I often think that in many cases practically people are athiests like us. For instance in a case of infection every one knows that antibiotic is the solution, no one believes Quranic or verses from Bible will provide the cure.

Will all the religions after gradual change one day end up in athieism?

No not everyone knows.  People have gone to court for praying for their children rather than giving them medical attention.

 Raëlian also believe in space aliens.  And Scientologists.  Then there's the Heaven's Gate folks who all killed themselves.

 Raëlians are kind of cool.  Weird, but cool.

Yeah, sort of, except that at its heart, Raëlianism is more than anything a net to catch sexy young Japanese girls for the pleasure of the prophet Rael.  Not that different from Mormonism in that way.... and Mormons also believe in aliens.  ;)

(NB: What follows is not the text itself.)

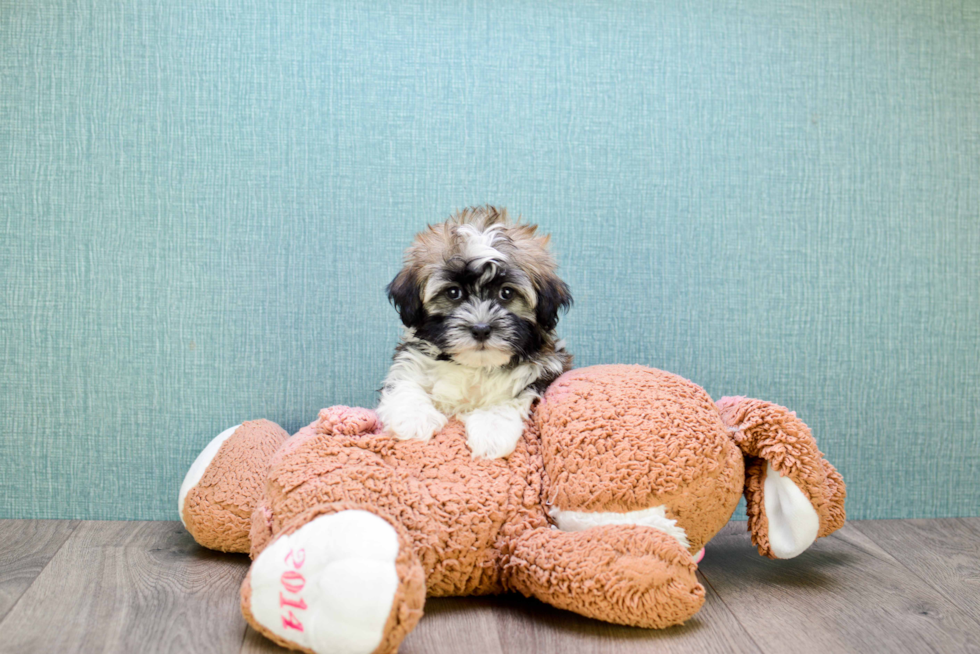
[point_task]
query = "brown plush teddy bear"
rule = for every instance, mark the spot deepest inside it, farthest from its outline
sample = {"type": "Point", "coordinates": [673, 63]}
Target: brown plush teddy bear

Now you've gone and ruined my misconceptions with reality!  Damn!  I guess I won't go Raëlian now.

Well, there is nothing I can find in any version of the Bible that precludes alien life.

The Book of Genesis specifically addresses Earth, but does not mention other places. Actually, the spin shouldn't be too hard for churches. The real issue is for so many years they have pumped up humankind as God's favourites, yet there is nothing in the Bible that says that, nor that God didn't choose to run other experiments (possibly more successful) elsewhere.

Now you're going to get the Earth Exceptionalists upset.  Even if god made other planets, this Earth is his favorite!

Even if it is his favourite, that doesn't mean he didn't supposedly do other stuff elsewhere. The young Earth creationists will have a problem though, as the universe cannot be much more than six thousand light years across.

Considering how large the Milky Way is, that should already be a problem, but astrophysicists are either mistaken or lying, don'cha know.

The church I grow up in, the Adventist church, specifically says God DID run other experiments  and that they were wildly more successful.  Specifically, the other worlds, and there are believed to be hundreds of them, are all completely perfect, without a hint of sadness, death, or decay.  

They remained so, because the beings on those worlds chose to reject the knowledge of good and evil when offered to them, as it was offered to Adam and Eve in the garden of Eden.  By choosing to remain ignorant, they guaranteed peace and perfection for their children forever after, and the choice was removed from these future generations, just like it was removed from us and our world remained crappy forever.

Isn't it great that we have our own prophet to tell us these things?  Aren't you jealous?